More troublesome, though, is Dr. Stanley’s response to a question from Sen. Roland Burris of Illinois about what happens to current DADT investigations if DADT is repealed. Stanley’s answer was, “if there are pending cases, they would fall under the existing statute. That’s about all I can say about that at this time.” (again from Kerry Eleveld’s coverage)

We had hoped, or at least I had hoped, that DADT’s repeal would end the destruction of honorable servicemembers’ lives. That doesn’t seem to be the case, at least not according to the testimony of this candidate.

Lt. Choi and Lt. Col. Fehrenbach
Lt. Choi and Lt. Col. Fehrenbach

Based on this testimony I have to wonder: Is it too late? Should current DADT victims give up their personal fights for justice to save their veterans benefits? It might be too late to save their careers, but can they save their futures?
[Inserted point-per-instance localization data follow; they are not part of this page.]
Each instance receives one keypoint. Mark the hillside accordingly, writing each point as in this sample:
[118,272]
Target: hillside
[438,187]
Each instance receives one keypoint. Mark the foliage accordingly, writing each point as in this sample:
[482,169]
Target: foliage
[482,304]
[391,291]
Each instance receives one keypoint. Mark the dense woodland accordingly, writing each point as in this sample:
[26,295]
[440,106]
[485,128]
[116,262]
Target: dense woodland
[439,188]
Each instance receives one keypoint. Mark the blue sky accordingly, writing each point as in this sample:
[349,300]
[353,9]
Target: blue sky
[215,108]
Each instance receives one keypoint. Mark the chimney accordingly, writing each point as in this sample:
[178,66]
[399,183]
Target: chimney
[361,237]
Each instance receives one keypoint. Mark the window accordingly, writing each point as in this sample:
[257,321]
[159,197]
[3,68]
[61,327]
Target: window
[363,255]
Lt. Dan Choi came home from an extended tour of duty in Iraq with Post Traumatic Stress Disorder (PTSD). If he gets a less-than-honorable discharge (which is guaranteed if he fights his firing), he will lose his veteran health benefits and, at least to my understanding, his PTSD would be used as a preexisting condition to deny coverage from health insurance companies.

Lt. Col. Victor Fehrenbach is now about a year away from his 20-year retirement date. Remember, if he continues to fight for justice, he will lose retirement funds of $46,000 per year for the rest of his life, all of the lifetime veteran health benefits he has earned, and $80,000 in separation pay.

All this because the cases came a year before congress had the courage to act.

Is this how America treats its veterans? Is it really?